Figure 1. Proposed mechanisms of pathogenesis in deubiquitinase deficiencies.

(A) After binding TNF, a signaling complex is recruited to the TNF receptor. The addition of lysine 63 (K63)-linked ubiquitin (Ub) chains to RIPK1 stabilizes its signaling complex and leads to phosphorylation of the IKK complex, degradation of IκBα, and translocation of the NF-κB heterodimer into the nucleus. Under normal conditions (left), A20 removes K63-linked Ub chains from the RIPK1 complex and instead conjugates its constituent proteins with lysine 48 (K48)-linked Ub chains to mark them for proteasomal degradation. In haploinsufficiency of A20 (HA20), heterozygous loss of function of A20 results in the impaired suppressive function of A20, leading to excessive activation of NFκB signaling (right).

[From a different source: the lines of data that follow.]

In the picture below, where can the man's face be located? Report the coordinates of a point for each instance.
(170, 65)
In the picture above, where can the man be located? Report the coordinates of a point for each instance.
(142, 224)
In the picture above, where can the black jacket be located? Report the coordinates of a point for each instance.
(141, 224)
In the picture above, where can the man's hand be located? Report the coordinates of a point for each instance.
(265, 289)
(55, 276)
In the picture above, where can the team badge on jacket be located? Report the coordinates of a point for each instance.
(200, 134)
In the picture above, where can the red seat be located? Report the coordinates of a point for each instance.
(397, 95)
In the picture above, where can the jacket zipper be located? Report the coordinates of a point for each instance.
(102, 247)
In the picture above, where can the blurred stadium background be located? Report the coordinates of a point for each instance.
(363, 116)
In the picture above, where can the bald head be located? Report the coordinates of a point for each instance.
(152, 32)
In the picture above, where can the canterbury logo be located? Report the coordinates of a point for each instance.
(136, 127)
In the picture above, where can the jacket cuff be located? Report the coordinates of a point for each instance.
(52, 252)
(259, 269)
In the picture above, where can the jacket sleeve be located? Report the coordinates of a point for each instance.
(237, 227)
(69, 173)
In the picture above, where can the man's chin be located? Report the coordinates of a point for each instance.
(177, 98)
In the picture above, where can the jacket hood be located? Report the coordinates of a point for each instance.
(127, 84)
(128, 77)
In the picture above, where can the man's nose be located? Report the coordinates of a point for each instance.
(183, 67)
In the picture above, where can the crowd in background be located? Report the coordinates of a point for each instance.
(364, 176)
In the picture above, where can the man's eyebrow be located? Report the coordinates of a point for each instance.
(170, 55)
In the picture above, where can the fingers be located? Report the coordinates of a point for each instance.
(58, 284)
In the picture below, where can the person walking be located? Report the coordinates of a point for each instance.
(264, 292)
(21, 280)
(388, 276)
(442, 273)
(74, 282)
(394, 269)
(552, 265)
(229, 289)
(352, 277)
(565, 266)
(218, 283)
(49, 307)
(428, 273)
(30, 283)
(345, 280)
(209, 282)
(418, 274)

(B) The linear ubiquitin assembly complex (LUBAC) conjugates methionine 1-linked ubiquitin (linear-Ub) to targets including NEMO and RIPK1, which potentiates NF-κB signaling. OTULIN restricts this signaling by hydrolyzing linear-Ub on LUBAC and its target proteins (left). In otulipenia/OTULIN-related autoinflammatory syndrome (ORAS), biallelic loss of function of OTULIN results in loss of this suppressive function, leading to accentuated activation of NF-κB signaling (right). For the sake of simplicity, ubiquitination on TRAF2 and TNFR1 are not shown in these figures.